Students explain why they didn’t vote
November 3, 2020
Often the Cynic asks voters why they voted, but what about the group of people that didn’t? Or what about the students and community members that did vote, but begrudgingly? The Cynic created an anonymous survey to capture the perspectives of this underrepresented group. The following are some of their responses.
- “Both major party candidates have caused irreversible damage to the people. Biden is an unapologetic architect of American mass incarceration that disproportionately affects BIPOC and a war hawk who strongly supported the illegal Iraq War that murdered over 100,000 Iraqi civilians. He’s pushed for cuts to Social Security and Medicare throughout his career in the Senate and his healthcare plan still leaves tens of thousands of Americans to die each year from lack of healthcare, while also still allowing insurance companies to withhold life-saving treatments from sick Americans in the name of additional profit. Trump, on the other hand, is a fascist who doesn’t believe in democracy and who doesn’t care about the deaths of over 200,000 Americans from COVID-19. Every law and executive order he’s signed into law has been to the detriment of the American people collectively, and particularly to all minority groups.”
- “There’s no point. Biden’s not going to fix anything any more than Obama did or Trump would. The country will continue to value the economy and profit over human life, the environment will continue to deteriorate because we can’t slow our consumption and won’t enforce change. This country doesn’t value what is important, so what the fuck does it matter? Same happy meal, different toy.”
- “Voting for Trump in a blue state has little effect.”
- “I was unable to vote as I never received my mail-in ballot or the reissuement ballot from Ohio. Basically nothing I could do about the situation unfortunately.”
- “The two main candidates are both idiots but voting for anyone else is as good as not voting.”
- “Due to weird complications, I am a Massachusetts resident with a Connecticut driver’s license living in Vermont. I could not vote in Vermont or Massachusetts. My family is against mail-in voting, so when I requested my mail-in ballot to my home in Ct., they threw it out. I was unable to go vote in person in Ct., and therefore could not vote at all.”
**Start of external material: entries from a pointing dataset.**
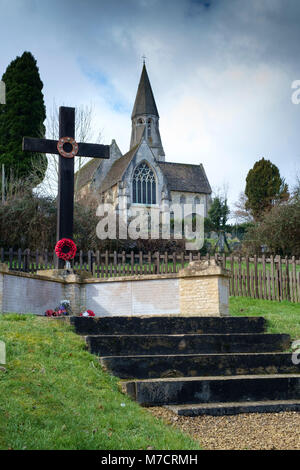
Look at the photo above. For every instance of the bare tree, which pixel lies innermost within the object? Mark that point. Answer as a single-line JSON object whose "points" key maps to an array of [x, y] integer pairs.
{"points": [[240, 213]]}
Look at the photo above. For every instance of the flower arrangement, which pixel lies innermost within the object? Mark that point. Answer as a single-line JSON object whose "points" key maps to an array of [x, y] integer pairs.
{"points": [[61, 244], [87, 313], [64, 308]]}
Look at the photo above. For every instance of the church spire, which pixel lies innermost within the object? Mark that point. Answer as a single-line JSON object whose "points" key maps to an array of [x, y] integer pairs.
{"points": [[145, 118], [144, 101]]}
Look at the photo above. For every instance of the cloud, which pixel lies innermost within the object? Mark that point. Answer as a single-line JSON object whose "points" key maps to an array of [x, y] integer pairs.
{"points": [[221, 72]]}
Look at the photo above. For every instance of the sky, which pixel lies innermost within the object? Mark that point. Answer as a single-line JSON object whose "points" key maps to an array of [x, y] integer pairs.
{"points": [[221, 71]]}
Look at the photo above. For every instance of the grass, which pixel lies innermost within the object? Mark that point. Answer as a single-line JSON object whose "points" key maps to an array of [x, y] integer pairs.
{"points": [[282, 317], [54, 395]]}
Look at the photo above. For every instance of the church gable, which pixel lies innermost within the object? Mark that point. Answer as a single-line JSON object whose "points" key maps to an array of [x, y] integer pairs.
{"points": [[143, 154]]}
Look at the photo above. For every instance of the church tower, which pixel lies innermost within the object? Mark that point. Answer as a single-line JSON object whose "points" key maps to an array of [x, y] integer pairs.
{"points": [[145, 118]]}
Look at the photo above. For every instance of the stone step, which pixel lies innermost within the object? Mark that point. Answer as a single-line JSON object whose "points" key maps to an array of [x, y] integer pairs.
{"points": [[191, 365], [196, 390], [166, 325], [136, 345], [222, 409]]}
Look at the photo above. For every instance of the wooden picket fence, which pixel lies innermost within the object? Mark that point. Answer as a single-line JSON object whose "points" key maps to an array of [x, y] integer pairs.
{"points": [[264, 277]]}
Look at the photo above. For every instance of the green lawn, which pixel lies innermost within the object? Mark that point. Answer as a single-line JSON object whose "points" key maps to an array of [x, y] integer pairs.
{"points": [[54, 395], [282, 317]]}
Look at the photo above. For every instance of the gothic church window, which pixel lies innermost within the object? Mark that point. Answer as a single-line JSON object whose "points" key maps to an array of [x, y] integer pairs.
{"points": [[143, 185]]}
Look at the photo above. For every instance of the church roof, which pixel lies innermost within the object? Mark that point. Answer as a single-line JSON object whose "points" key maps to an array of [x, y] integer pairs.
{"points": [[117, 170], [185, 177], [144, 101]]}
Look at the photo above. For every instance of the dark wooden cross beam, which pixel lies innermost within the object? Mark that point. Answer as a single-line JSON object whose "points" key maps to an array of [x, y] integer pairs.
{"points": [[67, 148]]}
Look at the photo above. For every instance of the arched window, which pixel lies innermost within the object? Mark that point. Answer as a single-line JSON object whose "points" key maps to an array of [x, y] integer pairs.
{"points": [[143, 185], [196, 202]]}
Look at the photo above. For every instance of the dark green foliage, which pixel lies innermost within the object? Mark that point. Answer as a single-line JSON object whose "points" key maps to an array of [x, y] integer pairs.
{"points": [[29, 221], [279, 230], [23, 115], [264, 187]]}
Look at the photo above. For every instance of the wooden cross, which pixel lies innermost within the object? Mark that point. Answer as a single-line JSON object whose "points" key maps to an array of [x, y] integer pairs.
{"points": [[67, 148], [2, 92]]}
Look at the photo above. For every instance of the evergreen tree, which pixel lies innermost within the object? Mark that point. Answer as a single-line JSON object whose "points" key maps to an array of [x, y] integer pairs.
{"points": [[22, 115], [264, 187]]}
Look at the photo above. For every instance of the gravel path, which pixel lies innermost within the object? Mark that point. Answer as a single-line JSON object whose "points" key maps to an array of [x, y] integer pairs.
{"points": [[253, 431]]}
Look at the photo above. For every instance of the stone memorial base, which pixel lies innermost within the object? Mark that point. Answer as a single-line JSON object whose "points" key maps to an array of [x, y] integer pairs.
{"points": [[200, 289]]}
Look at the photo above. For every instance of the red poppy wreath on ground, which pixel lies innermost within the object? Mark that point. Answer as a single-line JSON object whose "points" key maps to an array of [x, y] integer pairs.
{"points": [[65, 249]]}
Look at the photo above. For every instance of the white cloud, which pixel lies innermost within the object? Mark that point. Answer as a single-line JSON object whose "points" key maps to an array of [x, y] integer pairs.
{"points": [[221, 75]]}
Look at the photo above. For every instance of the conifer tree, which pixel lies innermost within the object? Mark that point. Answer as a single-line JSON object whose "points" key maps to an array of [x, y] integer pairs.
{"points": [[22, 115], [264, 187]]}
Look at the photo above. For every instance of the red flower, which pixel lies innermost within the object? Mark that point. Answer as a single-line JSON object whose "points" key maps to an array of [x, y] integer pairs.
{"points": [[87, 313], [65, 242], [49, 313]]}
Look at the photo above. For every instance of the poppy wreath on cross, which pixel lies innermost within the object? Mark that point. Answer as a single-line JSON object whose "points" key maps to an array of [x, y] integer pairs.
{"points": [[65, 249]]}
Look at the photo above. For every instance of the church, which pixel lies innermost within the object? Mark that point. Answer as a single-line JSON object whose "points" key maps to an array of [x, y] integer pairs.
{"points": [[142, 177]]}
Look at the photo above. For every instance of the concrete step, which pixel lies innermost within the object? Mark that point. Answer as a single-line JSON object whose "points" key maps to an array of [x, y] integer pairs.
{"points": [[166, 325], [222, 409], [136, 345], [192, 365], [196, 390]]}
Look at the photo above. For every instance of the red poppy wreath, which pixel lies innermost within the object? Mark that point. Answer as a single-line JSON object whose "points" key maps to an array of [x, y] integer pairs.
{"points": [[60, 249]]}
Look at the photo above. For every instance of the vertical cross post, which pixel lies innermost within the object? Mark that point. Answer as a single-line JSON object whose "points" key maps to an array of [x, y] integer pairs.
{"points": [[67, 149], [65, 202]]}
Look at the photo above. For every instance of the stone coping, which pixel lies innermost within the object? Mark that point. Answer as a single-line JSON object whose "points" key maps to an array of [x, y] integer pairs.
{"points": [[194, 269]]}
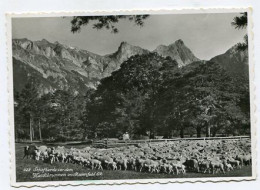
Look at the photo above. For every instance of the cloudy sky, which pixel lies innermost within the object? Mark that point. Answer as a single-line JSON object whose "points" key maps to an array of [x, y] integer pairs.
{"points": [[207, 35]]}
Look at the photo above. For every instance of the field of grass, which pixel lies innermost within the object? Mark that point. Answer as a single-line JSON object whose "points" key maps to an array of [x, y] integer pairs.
{"points": [[30, 170]]}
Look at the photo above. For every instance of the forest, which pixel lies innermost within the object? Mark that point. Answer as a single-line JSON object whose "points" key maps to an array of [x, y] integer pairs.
{"points": [[148, 96]]}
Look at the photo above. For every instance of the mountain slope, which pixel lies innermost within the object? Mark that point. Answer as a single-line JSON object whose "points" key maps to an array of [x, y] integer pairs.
{"points": [[66, 67], [234, 61], [177, 51]]}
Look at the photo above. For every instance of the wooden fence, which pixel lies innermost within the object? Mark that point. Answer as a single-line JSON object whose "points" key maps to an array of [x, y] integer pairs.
{"points": [[108, 143]]}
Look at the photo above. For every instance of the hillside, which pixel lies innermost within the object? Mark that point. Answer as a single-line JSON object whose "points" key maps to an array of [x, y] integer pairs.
{"points": [[57, 66], [177, 51]]}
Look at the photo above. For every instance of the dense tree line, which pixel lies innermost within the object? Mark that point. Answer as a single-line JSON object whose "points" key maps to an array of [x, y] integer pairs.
{"points": [[149, 95]]}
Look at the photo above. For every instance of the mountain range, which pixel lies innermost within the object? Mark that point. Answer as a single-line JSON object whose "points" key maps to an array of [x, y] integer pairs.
{"points": [[58, 66]]}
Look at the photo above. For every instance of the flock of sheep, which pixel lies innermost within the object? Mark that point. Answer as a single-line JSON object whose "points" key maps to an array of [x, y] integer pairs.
{"points": [[209, 156]]}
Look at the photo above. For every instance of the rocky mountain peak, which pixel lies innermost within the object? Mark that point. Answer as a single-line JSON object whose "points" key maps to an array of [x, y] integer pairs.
{"points": [[126, 50], [177, 51]]}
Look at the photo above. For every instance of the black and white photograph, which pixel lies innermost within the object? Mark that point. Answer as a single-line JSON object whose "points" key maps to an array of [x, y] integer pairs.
{"points": [[145, 97]]}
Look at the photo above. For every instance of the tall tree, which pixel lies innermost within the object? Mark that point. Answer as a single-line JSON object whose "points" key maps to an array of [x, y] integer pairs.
{"points": [[240, 22]]}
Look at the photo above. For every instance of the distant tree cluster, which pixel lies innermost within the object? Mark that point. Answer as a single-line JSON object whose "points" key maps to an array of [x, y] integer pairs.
{"points": [[148, 96], [53, 116], [240, 22], [105, 22]]}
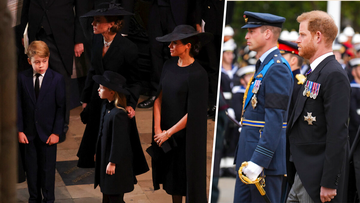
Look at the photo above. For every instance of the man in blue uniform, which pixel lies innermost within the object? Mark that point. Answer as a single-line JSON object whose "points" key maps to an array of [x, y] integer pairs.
{"points": [[262, 140]]}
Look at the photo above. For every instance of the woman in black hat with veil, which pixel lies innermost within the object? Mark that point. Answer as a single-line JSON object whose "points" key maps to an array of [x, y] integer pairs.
{"points": [[180, 119], [110, 52]]}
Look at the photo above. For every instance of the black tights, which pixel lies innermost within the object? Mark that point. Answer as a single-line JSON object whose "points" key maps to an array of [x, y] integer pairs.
{"points": [[113, 198], [177, 198]]}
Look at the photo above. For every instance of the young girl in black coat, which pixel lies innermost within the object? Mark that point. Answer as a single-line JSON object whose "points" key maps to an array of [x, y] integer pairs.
{"points": [[116, 150]]}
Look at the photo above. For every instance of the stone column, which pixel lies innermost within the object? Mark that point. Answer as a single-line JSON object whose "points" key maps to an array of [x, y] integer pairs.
{"points": [[8, 136]]}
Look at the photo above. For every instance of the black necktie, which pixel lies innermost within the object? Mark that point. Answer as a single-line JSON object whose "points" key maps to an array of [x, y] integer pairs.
{"points": [[257, 65], [37, 87]]}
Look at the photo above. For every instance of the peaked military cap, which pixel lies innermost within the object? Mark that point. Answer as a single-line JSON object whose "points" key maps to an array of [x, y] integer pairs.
{"points": [[254, 20], [354, 62], [287, 47]]}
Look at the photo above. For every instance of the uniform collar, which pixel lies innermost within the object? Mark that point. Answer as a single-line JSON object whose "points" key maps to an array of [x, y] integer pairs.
{"points": [[263, 57]]}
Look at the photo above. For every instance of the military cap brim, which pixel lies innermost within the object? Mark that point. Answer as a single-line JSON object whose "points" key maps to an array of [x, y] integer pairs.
{"points": [[287, 47], [254, 20]]}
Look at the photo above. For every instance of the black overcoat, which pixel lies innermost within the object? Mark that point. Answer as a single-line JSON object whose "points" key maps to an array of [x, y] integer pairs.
{"points": [[115, 144], [121, 57], [63, 21], [182, 170], [319, 151]]}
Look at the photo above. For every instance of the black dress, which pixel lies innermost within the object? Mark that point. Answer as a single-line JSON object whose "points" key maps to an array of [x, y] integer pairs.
{"points": [[121, 57], [182, 170], [115, 144]]}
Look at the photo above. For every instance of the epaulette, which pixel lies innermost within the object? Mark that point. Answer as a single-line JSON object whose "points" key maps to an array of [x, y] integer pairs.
{"points": [[301, 78], [277, 58]]}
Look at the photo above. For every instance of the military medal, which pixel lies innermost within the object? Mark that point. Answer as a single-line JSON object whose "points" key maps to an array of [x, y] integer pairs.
{"points": [[317, 88], [312, 93], [254, 101], [309, 118], [306, 88], [256, 86], [308, 93]]}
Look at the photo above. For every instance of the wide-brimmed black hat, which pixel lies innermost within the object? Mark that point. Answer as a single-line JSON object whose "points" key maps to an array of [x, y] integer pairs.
{"points": [[185, 31], [108, 9], [113, 81]]}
- “This election is rigged. Regardless of political orientation, there will be large amounts of upset and riots from both sides. I choose not to side with either Biden or Trump or the libertarian candidate due to their lack in morally guided decisions. I will not support a corrupt party, I will not help incite rioting post-election and I will not be a member of a voting society that is so divided to the point of unrest.”
- “I’m an out-of-state student and got really confused as to where and how to vote, either at home or here. I kinda wanted to but I think it’s too late now.”
- “If Vt. was a swing state I would vote for Biden. However, it’s not, so realistically my vote means basically nothing. I don’t like either candidate because of how polarizing they are, and I know no matter who wins, they will divide the country even further apart than ever. And I don’t want to be a part of making that happen.”
Lea Terhune • Nov 4, 2020 at 3:15 pm
Students who failed to vote because they didn’t get their mail-in ballot could have voted in VT. We have registration on-line, at the City Clerk’s office, and on election day at the polling place in the ward where you live. Proof that you live in Burlington (or in any VT city or town) is your word (penalty of lying is perjury). Next election (mayor, city councilors) is March 2021.
Students pay taxes in Vermont just like every other resident. Property taxes are included in your rent, and in room cost paid to UVM. You pay sales tax, meals tax, everything everybody else pays. Students are counted in the census, and each Ward in the city has an equal number of people established according to the census. Wards that have a lot of students who don’t vote are over represented. Many more people vote in Wards 4 and 7 (North District), typically the most conservative voting bloc in the city.
Burlington City Council has several bright young people, and could benefit from a few more.